By Peter H. Milliken

milliken@vindy.com

AUSTINTOWN

There was something for everyone interested in Polish food, music and culture at Sunday’s fourth annual Polish Heritage Day celebration.

The all-day event at St. Anne’s Church began with a Roman Catholic Mass and offered a full schedule of indoor and outdoor activities, and the weather cooperated well with the outdoor festivities.

Attended each year by an average of about 1,200 people, Polish Heritage Day is the largest of this year’s Youngstown-area Polish festivals. The event, which originated in St. Casimir Church’s basement, has been at St. Anne’s for the past three years.

The festival’s goal is “to raise awareness for people of all things Polish,” said Aundrea Cika Heschmeyer of Liberty. Heschmeyer is director of Polish Youngstown, the umbrella organization for Youngstown-area Polish cultural events, which sponsored the festival.

“We’ve got a wonderful melting pot of beautiful traditions, types of food, types of music, and that’s how you preserve our cultural heritage,” Judge Mary DeGenaro said of the Mahoning Valley’s cultural festivals, which she frequently attends.

“Three of my four grandparents were Polish. My fourth grandparent was Irish,” said Judge DeGenaro of the 7th District Court of Appeals, who was making her first visit to the Polish festival at St, Anne’s Church. The judge, who resides in Poland, Ohio, attended the event with her parents, Dan and Morn Bienko of Canfield.

The festival’s cultural garden featured Polish language, genealogy and travel classes, a living history tent and a concertina and accordion class.

The Krakowiaki Polish Folk Circle took festival-goers on a Heritage Tour of Poland, showcasing the songs, dances and history of the native homes of the dancers’ relatives.

“We feel it’s our job to be cultural evangelists and re-educate” the public about Polish culture, Heschmeyer said.

The event also featured two polka bands, polka demonstrations, folk-art vendors, a bakery and deli, a pirogi-eating contest, children’s activities and accordion and button-box jam sessions.

One of the vendors was Virginia Luty of Medina, who has attended the festival here every year.
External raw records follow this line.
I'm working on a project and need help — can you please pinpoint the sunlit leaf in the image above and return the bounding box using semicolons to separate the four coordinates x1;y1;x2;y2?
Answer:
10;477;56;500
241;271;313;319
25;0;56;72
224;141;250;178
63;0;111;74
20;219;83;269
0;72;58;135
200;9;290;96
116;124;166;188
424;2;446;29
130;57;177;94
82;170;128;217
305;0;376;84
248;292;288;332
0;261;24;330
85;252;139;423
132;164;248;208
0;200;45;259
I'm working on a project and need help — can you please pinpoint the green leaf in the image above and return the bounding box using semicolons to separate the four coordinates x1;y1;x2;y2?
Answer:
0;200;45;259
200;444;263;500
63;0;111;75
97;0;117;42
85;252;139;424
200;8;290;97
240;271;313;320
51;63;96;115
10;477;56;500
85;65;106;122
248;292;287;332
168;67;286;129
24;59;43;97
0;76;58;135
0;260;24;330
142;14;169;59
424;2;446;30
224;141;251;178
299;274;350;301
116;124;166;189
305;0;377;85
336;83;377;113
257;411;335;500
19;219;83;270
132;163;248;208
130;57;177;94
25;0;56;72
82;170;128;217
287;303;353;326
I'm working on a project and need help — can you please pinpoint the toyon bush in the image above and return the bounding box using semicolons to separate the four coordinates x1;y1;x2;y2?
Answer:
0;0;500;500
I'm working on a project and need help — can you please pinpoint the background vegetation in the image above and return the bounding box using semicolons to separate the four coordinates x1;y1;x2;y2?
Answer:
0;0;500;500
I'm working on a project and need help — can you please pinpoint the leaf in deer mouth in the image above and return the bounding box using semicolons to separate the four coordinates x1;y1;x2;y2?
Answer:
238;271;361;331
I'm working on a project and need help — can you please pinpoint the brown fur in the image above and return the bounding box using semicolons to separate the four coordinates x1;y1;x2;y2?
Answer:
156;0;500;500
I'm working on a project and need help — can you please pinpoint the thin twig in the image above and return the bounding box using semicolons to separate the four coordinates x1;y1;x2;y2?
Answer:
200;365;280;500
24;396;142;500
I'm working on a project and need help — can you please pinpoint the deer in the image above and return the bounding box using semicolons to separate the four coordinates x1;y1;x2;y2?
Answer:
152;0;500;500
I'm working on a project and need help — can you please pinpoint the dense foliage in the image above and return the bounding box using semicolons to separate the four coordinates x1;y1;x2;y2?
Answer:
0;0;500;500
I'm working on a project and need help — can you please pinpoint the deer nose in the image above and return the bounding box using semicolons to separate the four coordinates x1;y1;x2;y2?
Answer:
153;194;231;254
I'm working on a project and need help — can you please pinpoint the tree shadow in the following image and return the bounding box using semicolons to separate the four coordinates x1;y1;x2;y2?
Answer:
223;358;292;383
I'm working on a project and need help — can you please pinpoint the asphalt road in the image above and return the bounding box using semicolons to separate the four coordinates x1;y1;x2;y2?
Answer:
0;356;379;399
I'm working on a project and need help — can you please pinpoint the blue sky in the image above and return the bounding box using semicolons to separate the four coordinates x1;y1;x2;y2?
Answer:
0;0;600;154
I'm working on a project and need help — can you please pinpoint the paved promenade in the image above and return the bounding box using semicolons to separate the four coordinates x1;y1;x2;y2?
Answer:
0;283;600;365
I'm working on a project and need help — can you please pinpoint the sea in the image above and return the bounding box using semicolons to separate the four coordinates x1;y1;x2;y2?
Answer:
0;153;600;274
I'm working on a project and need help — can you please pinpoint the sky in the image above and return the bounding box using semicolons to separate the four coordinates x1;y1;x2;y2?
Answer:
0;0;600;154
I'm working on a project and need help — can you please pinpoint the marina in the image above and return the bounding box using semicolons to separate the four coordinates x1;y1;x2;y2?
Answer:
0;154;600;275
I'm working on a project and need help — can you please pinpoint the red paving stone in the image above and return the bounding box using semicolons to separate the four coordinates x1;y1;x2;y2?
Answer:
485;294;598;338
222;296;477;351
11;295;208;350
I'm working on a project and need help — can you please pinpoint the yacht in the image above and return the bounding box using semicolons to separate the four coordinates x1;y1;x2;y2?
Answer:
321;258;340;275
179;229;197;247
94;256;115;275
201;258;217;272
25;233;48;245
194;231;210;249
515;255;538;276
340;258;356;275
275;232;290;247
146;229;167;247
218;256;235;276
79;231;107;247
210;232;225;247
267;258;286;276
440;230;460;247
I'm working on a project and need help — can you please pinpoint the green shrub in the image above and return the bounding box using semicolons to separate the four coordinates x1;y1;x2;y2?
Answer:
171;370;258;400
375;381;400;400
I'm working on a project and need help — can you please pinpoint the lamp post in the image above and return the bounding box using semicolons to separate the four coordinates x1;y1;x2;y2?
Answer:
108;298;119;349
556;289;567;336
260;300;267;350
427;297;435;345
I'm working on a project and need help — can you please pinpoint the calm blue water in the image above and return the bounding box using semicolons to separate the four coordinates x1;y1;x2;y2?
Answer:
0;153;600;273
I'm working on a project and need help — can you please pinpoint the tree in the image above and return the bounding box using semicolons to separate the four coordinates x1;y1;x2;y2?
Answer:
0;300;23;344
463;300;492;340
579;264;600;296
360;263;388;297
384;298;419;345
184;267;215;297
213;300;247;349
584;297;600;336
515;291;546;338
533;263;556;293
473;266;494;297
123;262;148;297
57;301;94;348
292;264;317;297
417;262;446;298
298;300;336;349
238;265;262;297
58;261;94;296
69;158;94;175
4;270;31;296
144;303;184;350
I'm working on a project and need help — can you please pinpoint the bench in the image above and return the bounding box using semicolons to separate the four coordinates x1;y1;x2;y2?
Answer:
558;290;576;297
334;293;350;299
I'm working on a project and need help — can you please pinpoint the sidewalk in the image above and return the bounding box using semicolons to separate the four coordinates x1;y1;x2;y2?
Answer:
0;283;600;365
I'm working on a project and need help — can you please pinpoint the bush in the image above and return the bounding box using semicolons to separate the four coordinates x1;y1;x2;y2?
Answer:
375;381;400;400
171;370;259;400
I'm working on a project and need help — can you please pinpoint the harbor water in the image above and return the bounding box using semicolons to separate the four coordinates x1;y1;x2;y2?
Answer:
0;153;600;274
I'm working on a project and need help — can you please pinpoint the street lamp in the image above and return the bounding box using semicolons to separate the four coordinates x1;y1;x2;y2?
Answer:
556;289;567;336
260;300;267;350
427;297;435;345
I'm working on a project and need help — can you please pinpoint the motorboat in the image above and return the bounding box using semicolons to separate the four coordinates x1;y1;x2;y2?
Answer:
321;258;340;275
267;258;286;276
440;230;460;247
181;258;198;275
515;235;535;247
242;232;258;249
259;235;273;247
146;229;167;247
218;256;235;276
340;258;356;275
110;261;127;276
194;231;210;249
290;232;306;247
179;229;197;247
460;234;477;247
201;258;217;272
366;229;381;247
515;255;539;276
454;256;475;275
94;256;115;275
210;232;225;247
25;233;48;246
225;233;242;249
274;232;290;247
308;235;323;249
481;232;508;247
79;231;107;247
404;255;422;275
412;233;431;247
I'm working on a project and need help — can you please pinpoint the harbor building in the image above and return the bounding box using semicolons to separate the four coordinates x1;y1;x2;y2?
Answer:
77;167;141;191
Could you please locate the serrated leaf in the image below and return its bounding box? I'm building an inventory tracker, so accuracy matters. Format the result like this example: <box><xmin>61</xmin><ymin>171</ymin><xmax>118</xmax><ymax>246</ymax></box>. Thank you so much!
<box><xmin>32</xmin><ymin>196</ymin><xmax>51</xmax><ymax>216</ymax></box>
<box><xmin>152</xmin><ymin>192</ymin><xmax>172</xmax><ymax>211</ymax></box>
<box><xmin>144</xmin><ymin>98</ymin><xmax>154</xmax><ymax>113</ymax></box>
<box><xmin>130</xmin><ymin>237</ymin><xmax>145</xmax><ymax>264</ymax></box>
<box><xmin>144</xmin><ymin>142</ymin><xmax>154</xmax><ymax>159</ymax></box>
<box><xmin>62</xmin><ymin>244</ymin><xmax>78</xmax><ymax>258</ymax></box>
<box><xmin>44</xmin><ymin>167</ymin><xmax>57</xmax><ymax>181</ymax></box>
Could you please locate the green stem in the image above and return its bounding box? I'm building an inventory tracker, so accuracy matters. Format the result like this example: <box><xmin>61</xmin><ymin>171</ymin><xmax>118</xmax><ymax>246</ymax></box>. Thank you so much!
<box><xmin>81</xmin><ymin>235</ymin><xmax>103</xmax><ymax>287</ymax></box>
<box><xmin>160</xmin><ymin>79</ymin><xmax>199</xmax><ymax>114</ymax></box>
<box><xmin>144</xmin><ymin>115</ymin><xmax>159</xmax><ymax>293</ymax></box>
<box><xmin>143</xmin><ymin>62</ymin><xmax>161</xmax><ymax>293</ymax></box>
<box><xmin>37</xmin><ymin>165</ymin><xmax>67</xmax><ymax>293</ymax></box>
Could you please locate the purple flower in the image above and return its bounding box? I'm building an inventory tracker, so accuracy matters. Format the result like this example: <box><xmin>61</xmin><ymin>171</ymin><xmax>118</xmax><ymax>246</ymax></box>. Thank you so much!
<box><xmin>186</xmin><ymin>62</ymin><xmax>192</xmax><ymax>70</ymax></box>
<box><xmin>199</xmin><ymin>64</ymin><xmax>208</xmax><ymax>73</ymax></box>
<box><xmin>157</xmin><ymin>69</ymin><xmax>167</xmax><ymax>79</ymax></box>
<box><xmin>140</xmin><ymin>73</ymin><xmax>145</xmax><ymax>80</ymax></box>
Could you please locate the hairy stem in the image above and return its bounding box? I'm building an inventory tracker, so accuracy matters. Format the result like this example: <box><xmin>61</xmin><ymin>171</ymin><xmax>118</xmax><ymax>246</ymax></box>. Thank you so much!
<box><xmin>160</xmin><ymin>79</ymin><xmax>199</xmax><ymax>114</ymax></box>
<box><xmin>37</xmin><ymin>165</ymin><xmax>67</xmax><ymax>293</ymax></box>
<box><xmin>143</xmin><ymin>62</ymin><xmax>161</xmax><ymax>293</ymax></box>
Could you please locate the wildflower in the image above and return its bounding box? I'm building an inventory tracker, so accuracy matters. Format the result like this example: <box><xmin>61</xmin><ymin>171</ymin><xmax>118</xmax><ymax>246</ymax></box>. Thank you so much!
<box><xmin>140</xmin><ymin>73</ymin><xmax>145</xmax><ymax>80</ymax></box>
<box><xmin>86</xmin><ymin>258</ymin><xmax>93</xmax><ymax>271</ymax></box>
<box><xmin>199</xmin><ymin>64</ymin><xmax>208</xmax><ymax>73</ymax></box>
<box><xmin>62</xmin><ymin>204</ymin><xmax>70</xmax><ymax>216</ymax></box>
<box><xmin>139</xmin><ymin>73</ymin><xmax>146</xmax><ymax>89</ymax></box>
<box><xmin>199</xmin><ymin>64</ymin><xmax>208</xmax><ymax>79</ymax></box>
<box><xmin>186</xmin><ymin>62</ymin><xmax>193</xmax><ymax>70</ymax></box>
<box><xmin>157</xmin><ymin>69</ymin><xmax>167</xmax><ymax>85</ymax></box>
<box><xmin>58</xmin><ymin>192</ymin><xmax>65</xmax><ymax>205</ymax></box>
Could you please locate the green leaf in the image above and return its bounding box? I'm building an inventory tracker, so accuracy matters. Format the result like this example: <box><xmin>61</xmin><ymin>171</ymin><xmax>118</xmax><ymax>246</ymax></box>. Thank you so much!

Almost all of the merchandise she was selling was imported from Poland, she said. Among those imports were colorful hand-made dolls, intricately hand-carved wooden plates and jewelry boxes, and hand-decorated eggs featuring religious themes.

Festivalgoers did not have to leave hungry, as a 2-pound Polish platter sold at the festival featured stuffed cabbage, potato pancakes, noodles and pirogi.

Larry Walk, and his wife, Diana, of Austintown, broadcast their weekly Happy Polkaland radio program live from the festival on WSOM-AM 600.

Strolling through the festival in full regalia was Mike Ostrowski, a Detroit area resident and re-enactor clad as a Hussar, a 16th Century Polish cavalry soldier.

“We have a number of young people within our Polish community that are fascinated with this period of our strong Polish history,” Heschmeyer said.

“It is our hope that Mike’s participation this year will help us to not only attract re-enactors for a battle on-site next year, but also to perhaps instigate the beginning of our own regiment here in the Mahoning Valley,” she added.